The invented process involves a number of instrument and control aspects in order to insure continuous, efficient and safe start-up and operation. For example, the primary control of the process is on the fuel flow to the combustor. Variations in this flow will affect product yield.
The mass flow, fuel, feed, quench and oxygen streams are sensed by flow-meters. Regulation of the fuel flow rate will be based upon the excess oxygen, carbon dioxide and carbon monoxide-measured values at the discharge plane of the combustor chamber R-1. Additional regulation will be made by use of a gas chromatograph and discharge valve pressure. The controls will provide modulation of the fuel being supplied to the combustion chamber R-1.
Start up of the system requires a purge sequence prior to pilot ignition. Simultaneously, a purge is initiated to the feed and quench injectors to assure that all previous feed or oil has been removed from the nozzles. Once the purge is complete, a light off the combustor is made by first initiating oxygen flow and then adding the fuel flow. The system is brought up to a low mass flow and pressure setting, and at a mixture ratio that results in an effective reactor temperature with full operating conditions. This temperature is approximately 2400° in the reactor. A soak period of about one-half hour allows the hardware temperatures to stabilize, probably in the order of a half-hour.
After the soak period, the mass flows are increased to achieve near operating pressure levels. Once this condition is achieved, the feed and quench are initiated and followed by an increase in the combustion fuel flow.

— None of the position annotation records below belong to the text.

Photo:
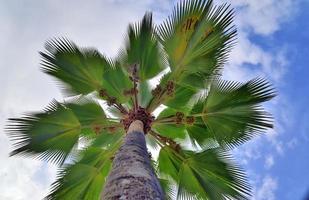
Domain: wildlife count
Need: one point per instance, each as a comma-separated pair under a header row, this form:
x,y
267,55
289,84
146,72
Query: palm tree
x,y
98,135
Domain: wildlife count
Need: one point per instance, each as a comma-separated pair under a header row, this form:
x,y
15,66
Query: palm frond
x,y
50,135
197,38
143,49
231,113
85,178
80,69
169,129
210,174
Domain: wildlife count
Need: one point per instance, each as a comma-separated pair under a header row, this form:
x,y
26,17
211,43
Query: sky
x,y
273,37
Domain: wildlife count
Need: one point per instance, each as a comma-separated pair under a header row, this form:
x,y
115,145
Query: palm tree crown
x,y
204,116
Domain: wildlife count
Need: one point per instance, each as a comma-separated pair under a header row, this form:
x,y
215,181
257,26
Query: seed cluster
x,y
109,99
139,114
179,117
157,91
170,87
129,92
98,128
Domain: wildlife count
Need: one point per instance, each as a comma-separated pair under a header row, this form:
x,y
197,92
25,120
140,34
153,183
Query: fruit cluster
x,y
139,114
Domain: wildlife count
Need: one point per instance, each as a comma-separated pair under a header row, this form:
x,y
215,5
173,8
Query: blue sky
x,y
272,42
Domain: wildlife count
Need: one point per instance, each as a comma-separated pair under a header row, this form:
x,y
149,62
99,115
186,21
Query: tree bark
x,y
132,176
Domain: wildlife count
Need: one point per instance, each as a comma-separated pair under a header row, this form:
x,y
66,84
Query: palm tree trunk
x,y
132,176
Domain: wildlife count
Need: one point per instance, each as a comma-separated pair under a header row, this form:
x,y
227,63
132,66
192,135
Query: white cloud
x,y
269,161
267,189
25,25
264,16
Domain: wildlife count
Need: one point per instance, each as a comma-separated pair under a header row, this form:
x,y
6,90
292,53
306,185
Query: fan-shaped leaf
x,y
116,81
143,49
169,129
206,175
231,113
197,39
80,69
85,178
49,135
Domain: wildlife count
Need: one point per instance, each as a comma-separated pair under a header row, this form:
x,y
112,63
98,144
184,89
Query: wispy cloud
x,y
267,189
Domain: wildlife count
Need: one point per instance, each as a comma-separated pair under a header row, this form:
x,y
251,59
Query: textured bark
x,y
132,176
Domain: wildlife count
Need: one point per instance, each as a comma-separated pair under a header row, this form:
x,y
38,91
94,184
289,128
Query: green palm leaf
x,y
142,48
49,135
169,128
197,39
85,178
80,69
206,175
231,113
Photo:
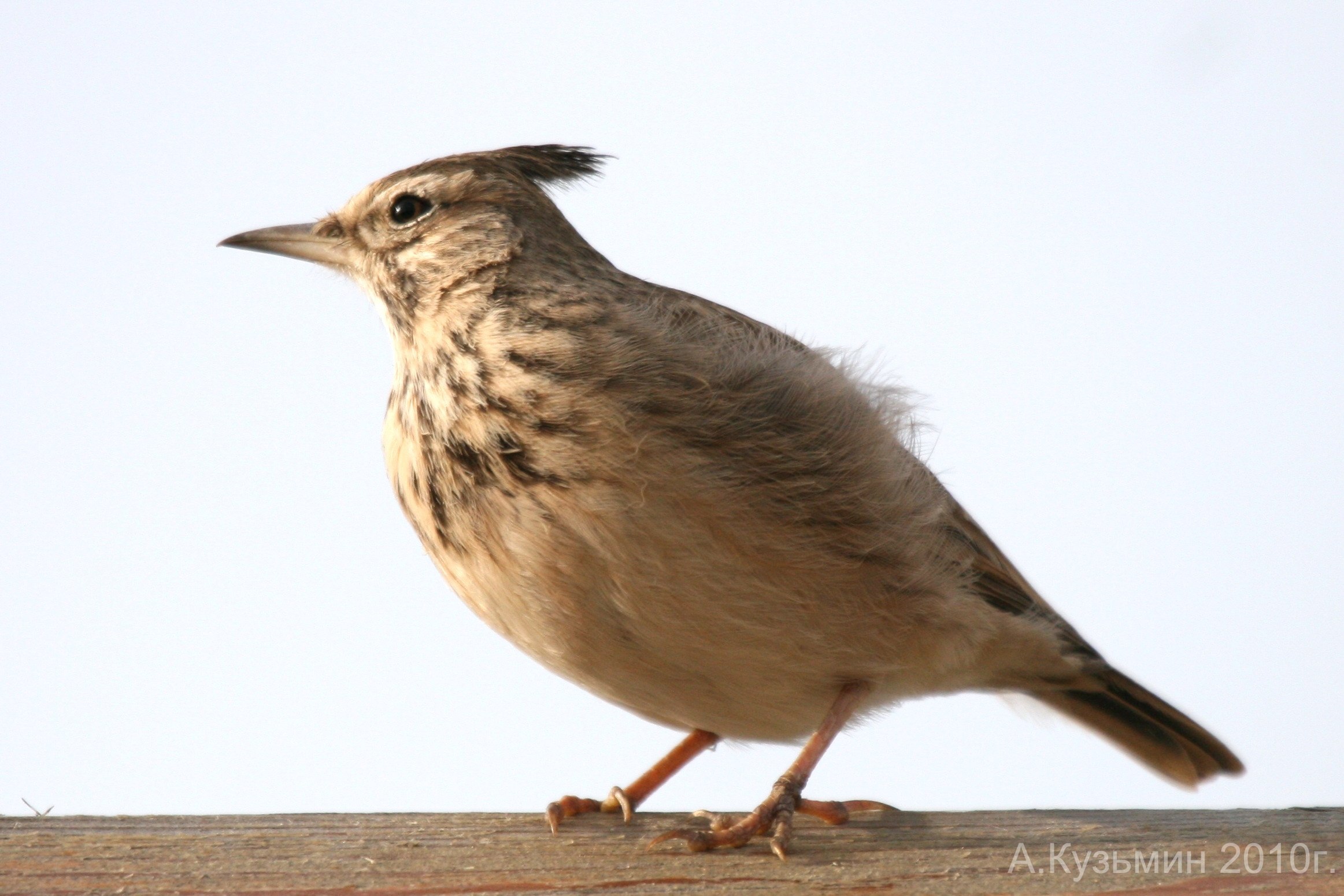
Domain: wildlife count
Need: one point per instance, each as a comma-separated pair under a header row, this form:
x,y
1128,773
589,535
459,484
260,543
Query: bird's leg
x,y
776,814
630,798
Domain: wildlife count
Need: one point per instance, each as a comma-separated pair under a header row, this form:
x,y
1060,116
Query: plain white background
x,y
1104,239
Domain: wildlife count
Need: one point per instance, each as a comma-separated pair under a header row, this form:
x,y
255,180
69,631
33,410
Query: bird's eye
x,y
408,209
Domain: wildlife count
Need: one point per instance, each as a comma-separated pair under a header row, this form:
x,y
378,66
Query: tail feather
x,y
1147,727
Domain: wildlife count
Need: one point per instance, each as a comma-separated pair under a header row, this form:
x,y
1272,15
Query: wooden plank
x,y
397,855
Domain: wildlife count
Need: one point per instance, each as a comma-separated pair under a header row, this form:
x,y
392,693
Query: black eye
x,y
408,209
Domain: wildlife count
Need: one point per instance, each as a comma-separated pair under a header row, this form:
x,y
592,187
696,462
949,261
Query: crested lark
x,y
680,508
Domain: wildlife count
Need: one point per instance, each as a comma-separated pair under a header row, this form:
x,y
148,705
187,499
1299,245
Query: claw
x,y
775,817
617,799
568,808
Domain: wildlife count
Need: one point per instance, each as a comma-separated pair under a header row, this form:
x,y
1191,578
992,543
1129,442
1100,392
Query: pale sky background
x,y
1106,242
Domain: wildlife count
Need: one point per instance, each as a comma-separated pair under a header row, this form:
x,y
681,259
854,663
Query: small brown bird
x,y
679,508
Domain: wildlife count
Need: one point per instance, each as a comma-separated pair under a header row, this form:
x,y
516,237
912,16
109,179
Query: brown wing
x,y
1002,586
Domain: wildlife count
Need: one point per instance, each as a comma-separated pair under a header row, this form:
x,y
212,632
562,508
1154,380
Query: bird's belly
x,y
667,612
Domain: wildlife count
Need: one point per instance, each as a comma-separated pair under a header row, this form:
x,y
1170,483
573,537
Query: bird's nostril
x,y
329,229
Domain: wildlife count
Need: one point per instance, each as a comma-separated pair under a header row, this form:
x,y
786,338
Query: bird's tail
x,y
1147,727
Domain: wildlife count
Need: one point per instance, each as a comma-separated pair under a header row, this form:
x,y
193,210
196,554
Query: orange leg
x,y
628,799
776,814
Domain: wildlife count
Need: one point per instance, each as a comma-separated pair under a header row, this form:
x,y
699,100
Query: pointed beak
x,y
292,241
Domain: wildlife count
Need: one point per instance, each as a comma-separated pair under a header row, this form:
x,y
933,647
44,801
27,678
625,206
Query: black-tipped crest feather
x,y
553,164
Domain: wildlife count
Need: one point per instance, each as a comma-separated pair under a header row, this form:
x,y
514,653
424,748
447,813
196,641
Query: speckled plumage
x,y
683,509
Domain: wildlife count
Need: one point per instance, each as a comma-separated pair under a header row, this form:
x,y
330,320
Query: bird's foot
x,y
773,817
570,806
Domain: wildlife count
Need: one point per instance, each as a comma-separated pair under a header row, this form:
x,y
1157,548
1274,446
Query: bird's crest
x,y
551,164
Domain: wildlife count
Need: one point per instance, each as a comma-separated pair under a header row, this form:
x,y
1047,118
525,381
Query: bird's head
x,y
417,238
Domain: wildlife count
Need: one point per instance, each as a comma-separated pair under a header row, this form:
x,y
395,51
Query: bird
x,y
688,512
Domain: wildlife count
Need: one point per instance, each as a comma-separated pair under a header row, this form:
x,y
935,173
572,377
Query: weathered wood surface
x,y
912,852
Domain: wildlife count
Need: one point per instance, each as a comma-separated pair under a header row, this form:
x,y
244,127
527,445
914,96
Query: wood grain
x,y
395,855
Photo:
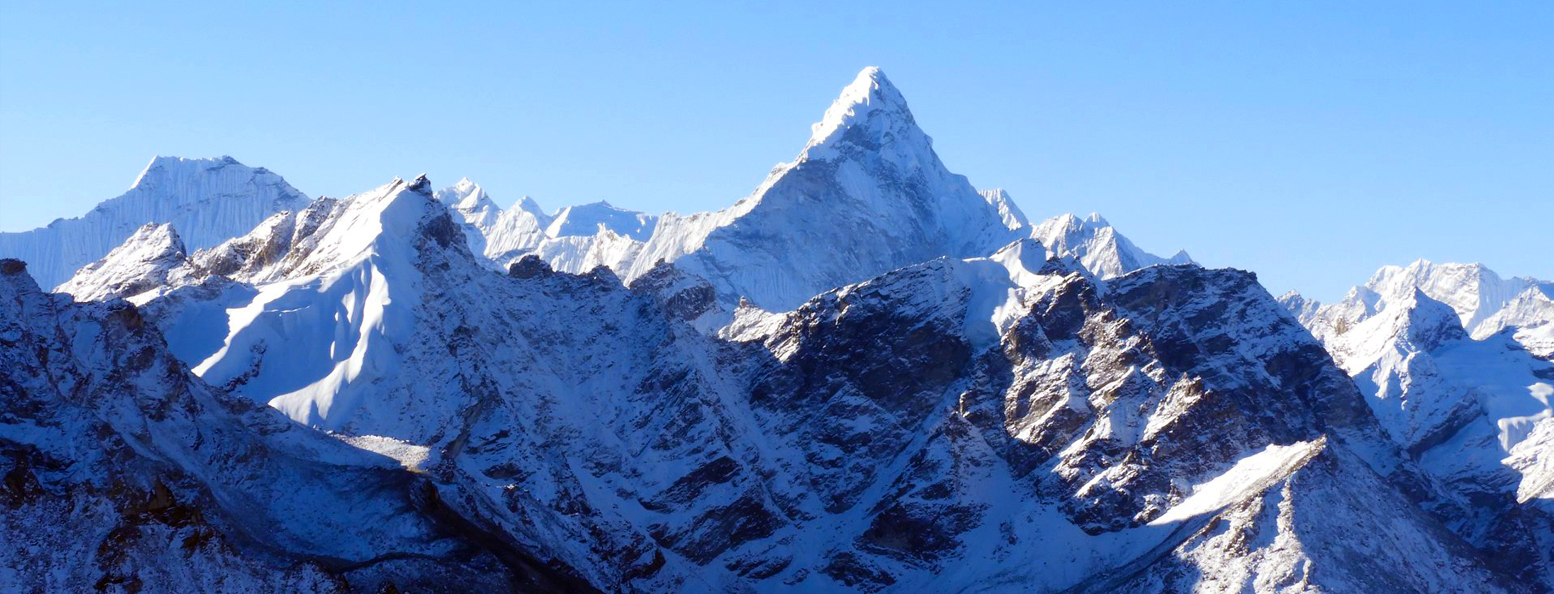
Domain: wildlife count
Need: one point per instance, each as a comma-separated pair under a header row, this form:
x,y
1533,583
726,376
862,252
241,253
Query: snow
x,y
1245,479
205,199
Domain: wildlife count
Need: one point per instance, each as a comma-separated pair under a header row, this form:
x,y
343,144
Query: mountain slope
x,y
1467,408
872,439
205,199
126,473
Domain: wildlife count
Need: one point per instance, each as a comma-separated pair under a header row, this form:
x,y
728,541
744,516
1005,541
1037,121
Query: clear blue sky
x,y
1307,142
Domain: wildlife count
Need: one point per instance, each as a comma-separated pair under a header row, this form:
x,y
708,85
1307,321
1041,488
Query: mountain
x,y
137,268
866,195
1469,406
869,440
205,199
1484,302
1097,246
373,394
125,473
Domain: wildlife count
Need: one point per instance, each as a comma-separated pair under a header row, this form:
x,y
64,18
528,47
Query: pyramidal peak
x,y
869,114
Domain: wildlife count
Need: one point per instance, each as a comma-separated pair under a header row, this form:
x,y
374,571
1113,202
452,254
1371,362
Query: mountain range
x,y
864,377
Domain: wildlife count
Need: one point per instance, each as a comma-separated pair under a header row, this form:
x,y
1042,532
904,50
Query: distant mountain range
x,y
866,377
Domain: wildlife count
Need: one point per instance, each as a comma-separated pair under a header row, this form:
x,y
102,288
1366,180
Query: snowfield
x,y
864,377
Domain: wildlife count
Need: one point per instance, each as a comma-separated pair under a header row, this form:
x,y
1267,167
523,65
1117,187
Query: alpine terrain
x,y
864,377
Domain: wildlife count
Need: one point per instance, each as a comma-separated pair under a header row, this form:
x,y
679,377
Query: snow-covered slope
x,y
205,199
1464,406
1097,246
1484,302
139,266
920,392
866,195
125,473
1007,409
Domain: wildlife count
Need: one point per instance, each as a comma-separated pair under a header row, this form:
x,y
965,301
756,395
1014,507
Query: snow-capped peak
x,y
465,195
871,115
142,263
591,218
207,199
1097,246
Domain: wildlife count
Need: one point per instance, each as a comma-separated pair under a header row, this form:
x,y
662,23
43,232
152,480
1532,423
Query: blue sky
x,y
1310,143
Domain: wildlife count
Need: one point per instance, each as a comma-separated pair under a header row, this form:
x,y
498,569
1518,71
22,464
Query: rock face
x,y
209,201
121,471
1461,387
919,392
864,196
878,437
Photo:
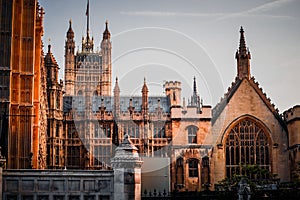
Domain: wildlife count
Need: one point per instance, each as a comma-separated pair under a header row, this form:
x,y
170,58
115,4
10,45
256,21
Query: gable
x,y
246,96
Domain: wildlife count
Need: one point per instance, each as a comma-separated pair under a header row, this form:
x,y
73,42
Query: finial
x,y
242,47
106,33
49,45
195,87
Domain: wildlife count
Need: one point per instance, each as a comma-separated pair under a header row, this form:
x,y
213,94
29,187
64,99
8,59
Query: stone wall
x,y
57,185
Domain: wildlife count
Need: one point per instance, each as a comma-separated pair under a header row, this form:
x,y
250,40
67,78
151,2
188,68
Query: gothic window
x,y
102,155
102,131
159,131
57,129
56,155
193,167
192,134
131,129
179,172
247,146
57,101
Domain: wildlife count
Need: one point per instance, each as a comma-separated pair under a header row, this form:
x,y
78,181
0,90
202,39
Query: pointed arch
x,y
192,134
247,143
179,172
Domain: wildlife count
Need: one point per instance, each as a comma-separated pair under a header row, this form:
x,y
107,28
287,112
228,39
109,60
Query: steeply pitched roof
x,y
217,110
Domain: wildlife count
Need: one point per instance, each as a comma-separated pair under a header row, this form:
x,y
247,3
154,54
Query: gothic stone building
x,y
204,145
78,126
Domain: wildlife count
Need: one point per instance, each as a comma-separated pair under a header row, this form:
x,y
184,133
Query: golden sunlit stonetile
x,y
124,146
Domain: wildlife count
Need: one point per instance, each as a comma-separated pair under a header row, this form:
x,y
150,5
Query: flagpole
x,y
87,15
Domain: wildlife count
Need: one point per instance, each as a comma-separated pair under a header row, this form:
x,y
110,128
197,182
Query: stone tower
x,y
106,63
55,140
127,171
292,119
173,92
20,67
69,61
243,57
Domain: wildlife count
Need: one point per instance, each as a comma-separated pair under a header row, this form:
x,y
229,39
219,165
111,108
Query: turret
x,y
173,92
69,61
145,99
51,67
117,98
195,98
106,62
243,57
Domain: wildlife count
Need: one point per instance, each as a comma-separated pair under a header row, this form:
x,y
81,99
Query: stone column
x,y
2,166
127,171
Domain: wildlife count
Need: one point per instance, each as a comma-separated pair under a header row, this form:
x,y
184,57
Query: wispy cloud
x,y
170,14
259,11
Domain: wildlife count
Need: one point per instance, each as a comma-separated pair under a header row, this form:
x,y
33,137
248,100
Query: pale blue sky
x,y
179,39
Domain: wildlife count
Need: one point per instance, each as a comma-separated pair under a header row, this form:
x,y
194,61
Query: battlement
x,y
172,85
292,114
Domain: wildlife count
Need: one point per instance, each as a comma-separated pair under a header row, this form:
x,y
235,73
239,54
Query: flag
x,y
87,8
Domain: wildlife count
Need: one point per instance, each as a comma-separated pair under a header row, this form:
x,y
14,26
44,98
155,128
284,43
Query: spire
x,y
116,88
243,57
145,88
70,33
49,45
87,13
106,33
195,87
242,48
87,44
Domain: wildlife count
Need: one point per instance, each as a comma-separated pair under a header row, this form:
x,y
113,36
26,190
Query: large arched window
x,y
179,172
193,167
247,150
192,134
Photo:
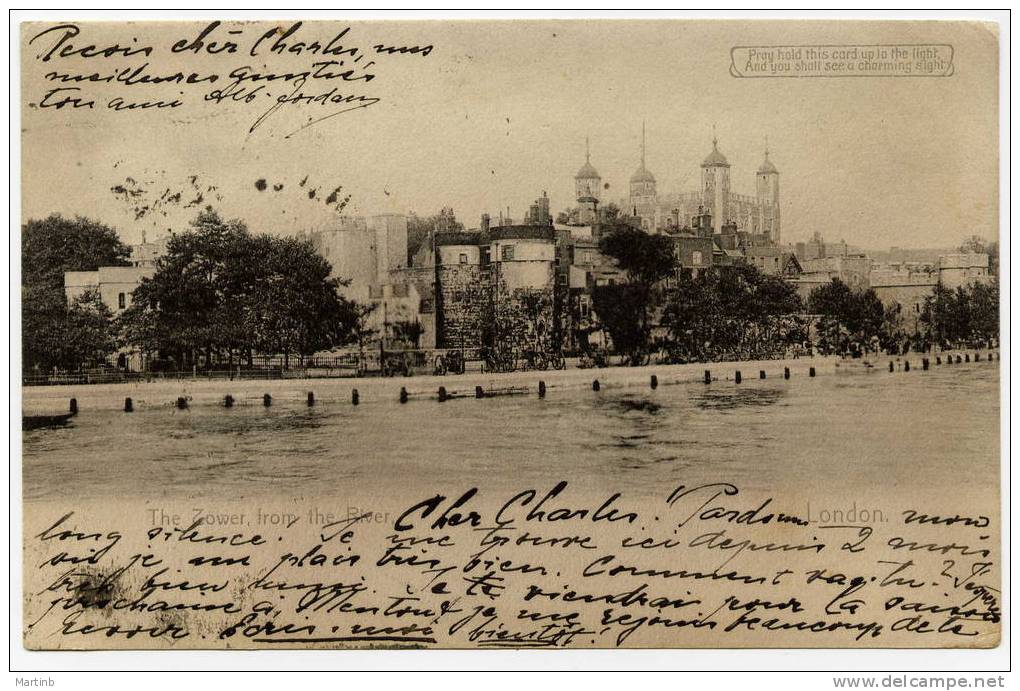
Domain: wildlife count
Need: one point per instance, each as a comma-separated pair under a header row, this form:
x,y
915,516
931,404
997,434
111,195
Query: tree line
x,y
218,296
738,312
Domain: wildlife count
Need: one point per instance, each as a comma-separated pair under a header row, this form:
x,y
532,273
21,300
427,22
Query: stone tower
x,y
767,187
588,186
715,186
643,193
588,182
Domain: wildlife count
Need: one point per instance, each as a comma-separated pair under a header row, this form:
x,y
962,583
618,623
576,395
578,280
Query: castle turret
x,y
767,187
588,182
715,185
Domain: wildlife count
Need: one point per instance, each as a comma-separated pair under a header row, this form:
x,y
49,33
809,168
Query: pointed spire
x,y
643,143
767,165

This sequence is programmed so that the rates are increased proportionately; otherwise, the reactor walls could be over-heated by the temperatures which could be generated by the combustor. Cooling water flow rates are also programmed to allow for a smooth trasition to steady state.
The combustor has an infrared flame detection system which terminates all flow systems in an event of flame failure in the combustor. The prime control is on the combustor system; all other controls are secondary in relationship to the operation of the burner.
Although the present invention has been described in considerable detail with reference to certain preferred process steps and equipment, it will be understood that certain modifications can be effected by those skilled in the art without departing from the scope of the invention as described hereinabove and as defined in the appended claims.